Regardless of where in the world you are, you have likely seen “World’s Best” claimed at a restaurant. Could be their hamburger, or their ribs, or steak; but whatever it is we all sort of roll our eyes in knowing just because they claim it doesn’t make it so. Superlatives are bold claims that are often hard to believe when proffered by restaurants. A far better way to write is to use true adjectives that are believable; this will go much further in winning hearts and minds as well as building credibility in your restaurant menu copy.
Use Truthful Adjectives in Restaurant Menu Copy
One should only use adjectives that are accurate though (truth in advertising) and not dress up descriptions by stuffing inaccurate adjectives in menu descriptions. Perhaps some of these work for you: “line-caught,” “free-range,” “shade-grown,” etc.

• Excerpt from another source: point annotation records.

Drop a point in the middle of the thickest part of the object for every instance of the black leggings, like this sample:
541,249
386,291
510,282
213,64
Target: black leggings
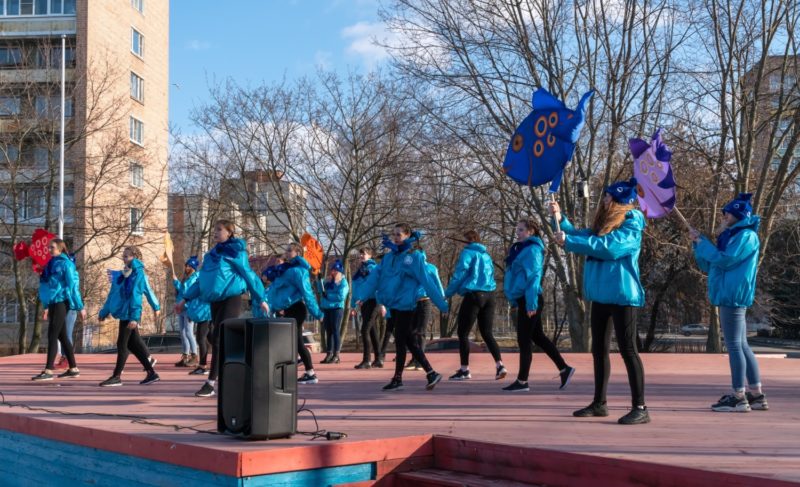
625,330
299,312
529,329
405,339
369,333
221,311
476,305
204,338
57,332
129,340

These types of adjectives both more accurately describe what is being served while also making the item sound more appealing and appetizing. Adjectives can conjure positive associations in the mind of the customer where as superlatives conjure images of snake oil salesmen.
Restaurant Industry Legislation for Truth in Advertising
Some government agencies are working to protect and preserve truth in advertising and are cracking down on misleading restaurant menu copy and descriptions. For instance, in Florida, restaurants have long gotten away with serving Tilapia and calling it Grouper (while they taste similar, the price is quite different between the two and so some operators were buying the cheaper Tilapia and selling it as the more expensive Grouper and pocketing the difference).
The Best Approach
In general, the best approach to writing restaurant menu copy is to stick to unique, descriptive, accurate and appealing adjectives and avoid superlatives and false claims. Today’s consumer is willing to pay a little more for a better experience at a restaurant they trust.